Osen Osen is much more complicated than just using HTML5 and CSS by themselves. You need to be a programmer to create a Osen template, but you don’t have to be a programmer to use such a template.
Although I find Monaca to be one of the easiest and least expensive converters, you should check out other software to see if there’s something that you like better.
If you simply convert your webbook to a bookapp with Monaca without using an Osen interface, the navigation that you place in your webpages is still necessary for navigation in the resulting app. Thus, it’s appropriate for any HTML navigation code to stay in your bookapp.
Using your core HTML webbook, you can easily convert it to another app authoring programs that use HTML for its core. There are a lot of them now, and there will be more in the future.
Read my book Publishing by Bookapp for precise details on how to create bookapps.
WordPress
Although WordPress has an HTML core, it uses database programming and PHP programming to create a CMS (content management system). Consequently, it is difficult to convert WordPress websites into other digital formats (e.g., a blog into an ebook). Nonetheless, there are services that do so. But they do a piecemeal job. They extract one webpage at a time from a WordPress website and incorporate it into an ebook or bookapp, a task you may be able to do easily and efficiently by yourself using copy & paste.
Other Software
Of course there are other systems using a different core that can export (convert) your book into HTML or EPUB. For instance, Adobe InDesign, not only produces a superb book for print, but will also export the pages into HTML or EPUB. Thus, if your primary objective is to print the book, you may find it convenient to write your book in InDesign rather than in a word processor.

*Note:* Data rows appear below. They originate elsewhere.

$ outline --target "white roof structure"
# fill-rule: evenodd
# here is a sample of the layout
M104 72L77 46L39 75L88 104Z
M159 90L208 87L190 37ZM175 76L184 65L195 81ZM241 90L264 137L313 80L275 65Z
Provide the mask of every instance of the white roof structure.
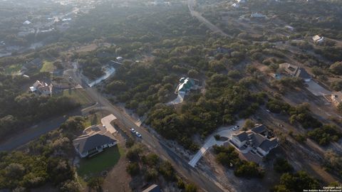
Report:
M23 24L24 24L24 25L29 25L29 24L31 24L31 21L28 21L28 20L26 20L26 21L25 21L23 23Z
M294 27L291 26L289 26L289 25L285 26L285 28L289 28L289 30L294 30Z
M314 42L315 42L316 43L322 43L323 41L324 41L324 38L323 37L321 37L319 36L314 36L312 37L312 40L314 41Z
M66 18L62 19L62 21L71 21L71 18Z
M233 4L232 5L232 6L234 7L234 8L239 8L239 4L237 4L237 3Z
M36 90L37 90L37 89L35 87L33 87L33 86L30 87L30 91L31 92L35 92Z
M251 14L251 17L254 18L265 18L266 16L259 13L253 13Z

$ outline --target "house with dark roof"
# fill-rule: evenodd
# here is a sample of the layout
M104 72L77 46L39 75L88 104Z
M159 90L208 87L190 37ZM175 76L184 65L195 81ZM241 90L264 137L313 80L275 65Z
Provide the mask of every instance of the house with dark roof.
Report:
M73 146L81 158L94 156L117 143L114 136L100 124L86 128L82 135L73 141Z
M296 77L303 79L305 82L311 80L311 77L306 70L296 65L288 63L279 64L279 69L284 70L287 74L292 77Z
M160 191L160 187L156 184L153 184L150 186L149 186L145 190L142 191L142 192L161 192Z
M190 78L182 78L180 80L180 84L177 87L176 93L182 92L185 94L188 94L191 90L197 90L198 88L197 80Z
M230 142L238 148L244 146L261 157L279 146L278 139L263 124L257 124L250 130L233 134Z

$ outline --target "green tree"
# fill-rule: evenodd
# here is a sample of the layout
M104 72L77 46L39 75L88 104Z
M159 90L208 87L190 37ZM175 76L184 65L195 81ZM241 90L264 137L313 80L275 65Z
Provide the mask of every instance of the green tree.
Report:
M130 175L136 176L140 173L140 169L139 167L139 164L136 162L134 162L130 163L127 166L126 171Z
M292 166L284 159L277 158L273 164L274 171L278 173L287 173L294 170Z
M333 65L330 65L330 70L333 74L338 75L342 75L342 62L336 62Z
M95 189L96 191L101 191L103 183L103 178L92 177L88 181L87 186L91 189Z
M284 174L280 178L280 184L274 187L275 191L302 192L304 189L318 189L318 181L305 171L296 174Z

But InDesign will also import an HTML document. Thus, if you start with HTML, you can still convert your writing into a print book.

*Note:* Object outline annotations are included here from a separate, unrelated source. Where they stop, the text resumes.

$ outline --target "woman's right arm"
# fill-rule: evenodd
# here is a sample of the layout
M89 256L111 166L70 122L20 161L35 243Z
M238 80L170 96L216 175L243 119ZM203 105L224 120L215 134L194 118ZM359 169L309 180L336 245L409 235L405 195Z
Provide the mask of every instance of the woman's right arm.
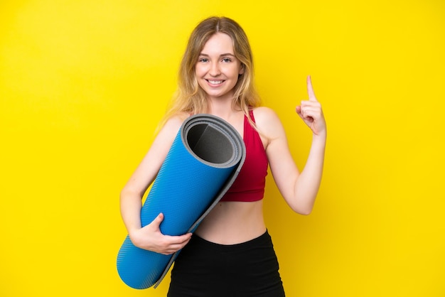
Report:
M175 117L166 123L120 194L121 215L132 242L139 248L163 254L181 249L190 240L191 234L181 236L163 234L159 229L163 220L161 213L142 227L141 200L159 171L183 120L180 117Z

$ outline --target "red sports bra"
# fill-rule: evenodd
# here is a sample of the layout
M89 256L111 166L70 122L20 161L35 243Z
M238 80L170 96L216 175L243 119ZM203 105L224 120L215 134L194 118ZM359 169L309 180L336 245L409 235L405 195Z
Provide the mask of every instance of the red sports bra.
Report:
M254 122L253 111L249 114ZM269 162L258 132L244 117L244 143L246 159L235 182L221 201L254 202L263 198Z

I argue that writing a book in anything except HTML will require an substantial extra step somewhere along the line. The problem is that such an extra step can often be messy. That is, the webpages may require major adjustment after the conversion. Thus, an extra conversion step, no matter how automatic, is likely to be extra work and is therefore to be avoided if possible.
For example, writing in Word and then exporting the Word file as HTML will require some adjustments. Word is notorious for exporting messy HTML documents. It might be simpler and more efficient for you to write directly in an HTML authoring program such as Dreamweaver.

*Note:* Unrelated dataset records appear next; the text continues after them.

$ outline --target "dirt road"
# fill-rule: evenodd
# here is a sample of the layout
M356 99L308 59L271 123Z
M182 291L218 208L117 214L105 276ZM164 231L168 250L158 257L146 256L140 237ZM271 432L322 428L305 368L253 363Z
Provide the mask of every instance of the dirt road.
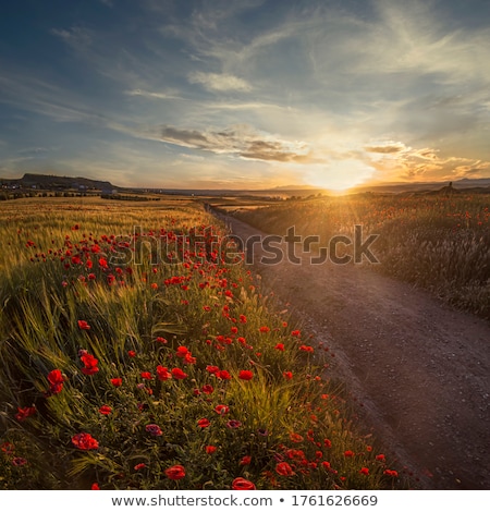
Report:
M221 218L243 241L265 235ZM335 352L336 371L387 453L422 488L490 489L490 324L365 266L311 265L299 244L299 264L275 265L261 263L271 254L260 243L249 245L267 289ZM274 246L287 254L284 243Z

There is even some talk of HTML replacing PDF documents. This seems bound to happen, and is another reason why you might consider publishing a book in HTML as a starting point for publishing it in other formats. And Adobe Acrobat DC (the PDF authoring program, not the PDF reader) will convert an HTML webpage into a PDF.
Conversion tip An efficient way to convert is to copy & paste the WYSIWYG version of a chapter in one platform (software) into the WYSIWYG version of another platform. This is not trouble-free, but it often requires a minimum of tweaking.
Marketing
Publishing different versions of your book in different digital formats (different platforms) can be a marketing advantage. The promotion of each version of the book can be designed to promote the other versions of the book. For instance, in the back of your webbook version you can include a catalog for your other books. The ebook version of your webbook will be in the catalogs of the online bookstores (e.g., Amazon), thus giving visibility to your book (in all its versions) that you otherwise would not have with a webbook alone.
Final Word
As a practical matter, with HTML emerging as the core for most publishing software, it makes sense to choose HTML is your primary authoring tool. And as this book has indicated, HTML5 is a diverse media authoring system, which provides you with plenty of capability and flexibility.